If you're lucky enough to work from home every day, or you're lucky enough to work for employer with the flexibility and the technological capability to stay in touch with employees beyond the confines of the workplace, consider this a blessing and a benefit. Most employees enjoy the freedom and independence of remote working arrangements, and not all employers have the capacity to unchain workers from their desks and allow them to manage their own locations and schedules.
But working from home also brings a unique set of challenges, and you'll need to navigate those challenges in order to earn and maintain your supervisor's trust. If you struggle to find your feet when you're not held on track by structured supervision, these tips can help you stay productive.
1. Keep expectations clear and communication channels open.
If you feel cut off from your boss or your team, don't sit still waiting for them to reach out to you. Engage as often as necessary in order to feel connected and on track.
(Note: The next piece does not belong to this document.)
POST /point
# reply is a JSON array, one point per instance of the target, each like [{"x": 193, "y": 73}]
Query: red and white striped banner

If you need to call your supervisor or your direct reports twenty times per day, do so. If that doesn't work for them, trust them to let you know. In the meantime, be very clear about what others can expect from you in terms of response times and connectivity preference—if you prefer texting, emailing, or phone conversations, speak up and say so.
2. Remember that eight hours is still eight hours.
Remote workers often fall into a productivity trap they don't expect: overwork. In an urgent desire to stay as productive, responsive, and trustworthy as possible, they go overboard and can't figure out exactly when to disconnect and power down. This can lead to burnout, which can lead to reduced work quality AND diminished quality of life…the exact opposite of what workers and employers both need. Know when your workday will end, and when that moment comes, apply the brakes.
3. Make pet and childcare arrangements.
Work is still work, even if happens in your living room. If pets, children, neighbors, roommates, spouses and friends can't be left to their own devices while you focus on your job, make formal arrangements to have their needs met by someone else.
4. Control your internet access.
A growing list of internet blocking programs can prevent you from being lured away by social media, funny cat videos, or the news of the day. But if you these programs don't work for you and you can't summon the discipline to limit your surfing time, turn your wifi off until you need it.
5. Know your limits.
It may feel like you're wasting a great opportunity or neglecting to take advantage of an excellent workplace perk by doing so, but if you have to say no to a work-at-home arrangement, just say no. Extroverted and easily distracted personalities thrive on structure, and there's nothing wrong with that. If working at home isn't right for you, don't make yourself miserable. Just come back to the office and move on.